Gdy Dixon upewniła się, że wierzchowiec jest dobrze zadbany i ma wszystko co mu trzeba, rozejrzała się, czy nie zostały jakieś rzeczy, jej lub Melody, a gdy była już pewna, wróciła do nowego lokum. Tam już rozkładał się John. Ognista od razu zaznaczyła, że tam, gdzie są ułożone łóżka jest część kobieca, jak chcę się gdzieś kłaść, niech znajdzie sobie miejsce, którego było mało przez już rozłożone ich posłania i przyszykowany prowizoryczny stolik z tobołkami.

Aby jednak dać więcej miejsca mężczyźnie Dixon zbliżyła posłanie swoje i Gregory, mając nadzieję, że ta nie będzie miała nic przeciwko, które praktycznie były już ze sobą połączone tworząc jedno oraz przesunęła w tę samą stronę skrzynie robiące za meble, które będą oddzielały obie części - męska i damską.

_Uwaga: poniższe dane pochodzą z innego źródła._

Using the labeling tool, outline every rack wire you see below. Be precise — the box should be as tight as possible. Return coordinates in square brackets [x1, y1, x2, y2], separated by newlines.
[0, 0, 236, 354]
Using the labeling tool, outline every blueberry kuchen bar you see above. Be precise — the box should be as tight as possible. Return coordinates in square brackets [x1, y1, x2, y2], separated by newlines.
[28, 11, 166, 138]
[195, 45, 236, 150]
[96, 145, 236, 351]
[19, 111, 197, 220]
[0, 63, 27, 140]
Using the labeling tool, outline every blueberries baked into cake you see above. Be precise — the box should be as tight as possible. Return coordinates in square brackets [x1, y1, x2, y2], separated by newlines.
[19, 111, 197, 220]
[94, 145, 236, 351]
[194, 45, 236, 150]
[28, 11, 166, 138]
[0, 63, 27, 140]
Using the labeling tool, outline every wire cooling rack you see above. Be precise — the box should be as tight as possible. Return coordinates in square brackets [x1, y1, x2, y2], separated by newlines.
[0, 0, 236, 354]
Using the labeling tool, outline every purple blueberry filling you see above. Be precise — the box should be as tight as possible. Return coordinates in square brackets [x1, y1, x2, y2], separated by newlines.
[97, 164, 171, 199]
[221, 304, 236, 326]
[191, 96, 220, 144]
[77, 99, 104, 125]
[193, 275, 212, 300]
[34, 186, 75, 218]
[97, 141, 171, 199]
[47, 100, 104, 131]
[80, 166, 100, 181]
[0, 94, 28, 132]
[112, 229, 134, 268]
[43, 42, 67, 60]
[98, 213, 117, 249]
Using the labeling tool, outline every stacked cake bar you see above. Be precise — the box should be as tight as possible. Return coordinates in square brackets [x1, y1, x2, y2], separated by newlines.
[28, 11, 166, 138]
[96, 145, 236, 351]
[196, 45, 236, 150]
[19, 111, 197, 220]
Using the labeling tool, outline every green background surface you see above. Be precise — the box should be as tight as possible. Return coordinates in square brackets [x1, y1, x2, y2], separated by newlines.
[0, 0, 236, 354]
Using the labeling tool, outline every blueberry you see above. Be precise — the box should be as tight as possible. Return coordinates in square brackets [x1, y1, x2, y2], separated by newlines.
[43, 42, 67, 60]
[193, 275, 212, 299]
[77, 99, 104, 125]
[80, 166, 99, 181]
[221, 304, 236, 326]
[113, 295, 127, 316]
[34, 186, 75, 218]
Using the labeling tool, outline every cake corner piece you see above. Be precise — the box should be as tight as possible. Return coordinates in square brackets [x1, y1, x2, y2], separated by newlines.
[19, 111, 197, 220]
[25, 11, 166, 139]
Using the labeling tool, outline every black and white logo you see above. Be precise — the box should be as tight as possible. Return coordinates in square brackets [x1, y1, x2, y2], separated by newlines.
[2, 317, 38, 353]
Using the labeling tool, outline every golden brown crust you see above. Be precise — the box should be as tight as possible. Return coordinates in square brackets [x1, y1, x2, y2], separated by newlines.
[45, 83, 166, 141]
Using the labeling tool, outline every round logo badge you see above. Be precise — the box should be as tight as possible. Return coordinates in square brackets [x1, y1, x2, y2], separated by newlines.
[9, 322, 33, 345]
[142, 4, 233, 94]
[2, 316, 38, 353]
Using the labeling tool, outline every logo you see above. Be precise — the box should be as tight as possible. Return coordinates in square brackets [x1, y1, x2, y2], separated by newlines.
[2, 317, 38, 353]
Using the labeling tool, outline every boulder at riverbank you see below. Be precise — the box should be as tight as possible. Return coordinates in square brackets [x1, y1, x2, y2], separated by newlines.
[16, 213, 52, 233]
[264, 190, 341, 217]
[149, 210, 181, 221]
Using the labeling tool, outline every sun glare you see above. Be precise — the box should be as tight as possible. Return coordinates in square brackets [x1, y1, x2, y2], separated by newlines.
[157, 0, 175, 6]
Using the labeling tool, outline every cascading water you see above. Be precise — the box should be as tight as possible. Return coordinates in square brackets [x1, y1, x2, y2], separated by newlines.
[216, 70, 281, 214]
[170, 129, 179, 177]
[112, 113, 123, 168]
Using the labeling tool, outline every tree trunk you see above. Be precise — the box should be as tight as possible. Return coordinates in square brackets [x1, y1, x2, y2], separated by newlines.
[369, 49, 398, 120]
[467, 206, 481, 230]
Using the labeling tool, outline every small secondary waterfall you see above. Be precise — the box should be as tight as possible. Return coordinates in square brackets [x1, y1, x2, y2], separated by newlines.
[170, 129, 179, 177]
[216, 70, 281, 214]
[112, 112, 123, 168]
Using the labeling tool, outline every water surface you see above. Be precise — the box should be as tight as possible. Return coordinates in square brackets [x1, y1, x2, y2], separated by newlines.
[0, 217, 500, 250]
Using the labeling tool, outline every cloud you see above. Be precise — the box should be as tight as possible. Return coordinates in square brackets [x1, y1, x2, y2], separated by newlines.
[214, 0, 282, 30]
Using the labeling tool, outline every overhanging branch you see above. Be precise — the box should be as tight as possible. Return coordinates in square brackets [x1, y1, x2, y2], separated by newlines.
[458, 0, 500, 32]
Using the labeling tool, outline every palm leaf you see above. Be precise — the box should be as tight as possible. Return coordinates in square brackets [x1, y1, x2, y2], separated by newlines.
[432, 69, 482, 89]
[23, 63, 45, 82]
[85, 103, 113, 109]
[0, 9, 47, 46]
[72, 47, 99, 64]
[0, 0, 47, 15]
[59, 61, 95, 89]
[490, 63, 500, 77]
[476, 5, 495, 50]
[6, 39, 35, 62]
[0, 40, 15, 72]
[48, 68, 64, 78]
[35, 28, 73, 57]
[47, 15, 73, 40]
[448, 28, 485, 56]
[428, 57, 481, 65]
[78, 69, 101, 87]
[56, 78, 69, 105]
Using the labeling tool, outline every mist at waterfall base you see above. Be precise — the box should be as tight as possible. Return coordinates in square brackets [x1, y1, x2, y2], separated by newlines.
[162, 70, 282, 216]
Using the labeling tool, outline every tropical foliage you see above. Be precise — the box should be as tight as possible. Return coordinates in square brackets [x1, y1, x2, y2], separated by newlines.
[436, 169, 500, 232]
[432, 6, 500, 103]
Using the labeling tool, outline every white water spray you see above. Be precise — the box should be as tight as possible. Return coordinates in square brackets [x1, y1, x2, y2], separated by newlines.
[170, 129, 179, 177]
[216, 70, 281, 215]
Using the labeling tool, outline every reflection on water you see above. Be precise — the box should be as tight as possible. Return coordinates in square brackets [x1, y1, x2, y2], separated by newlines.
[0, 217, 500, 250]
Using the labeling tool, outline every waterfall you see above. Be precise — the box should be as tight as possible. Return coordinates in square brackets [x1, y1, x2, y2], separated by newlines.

Kobieta zadowolona z siebie, ostatni raz rozejrzała się wkoło. Nie znalazła nic, co mogłaby poprawić lub ulepszyć, jednak jej wzrok zatrzymał się na braku deski w podłodze robiącym za prowizoryczną toaletę. "No to tyle z prywatności" Pomyślała i poczuła, że jej pęcherz od nadmiaru alkoholu, a także wypiciu dużej ilości lemoniady znów się upomina o opróżnienie. Nie mając ochoty wracać do stacyjnej ubikacji, bojąc się także, że może nie wrócić na czas, upomniała Johna, aby ten nie podglądał i załatwiła swoją potrzebę tam, gdzie było to przewidziane.

Chciała ponownie wyjść przed wagon i poczekać na towarzyszkę, jednak jak się podniosła stwierdziła, że zbyt bardzo boli ją głowa, w której dodatkowo ciągle się mocno kręci, a cała dotychczasowa praca nieźle ją zmęczyła. Postanowiła położyć się na swoim posłaniu i to właśnie tam zaczekać na Melody, odpoczywając, a kiedy wróci wyciągnąć ostatnia butelkę i spożytkować ją, a może nawet poczęstować Johna. Jak już leżała, dla wygody zdjęła z siebie wszystko co niepotrzebne, a jeszcze nie zdjęła i zostawiła na sobie jedynie bieliznę i sukienkę. I czekała.

Niestety zmęczenie, a z nim alkohol okazały się silniejsze od niej i po niedługim czasie odpłynęła w objęcia Morfeusza, co dała znać kazdamu, kto znalazłby się w pobliżu swoim pochrapywaniem.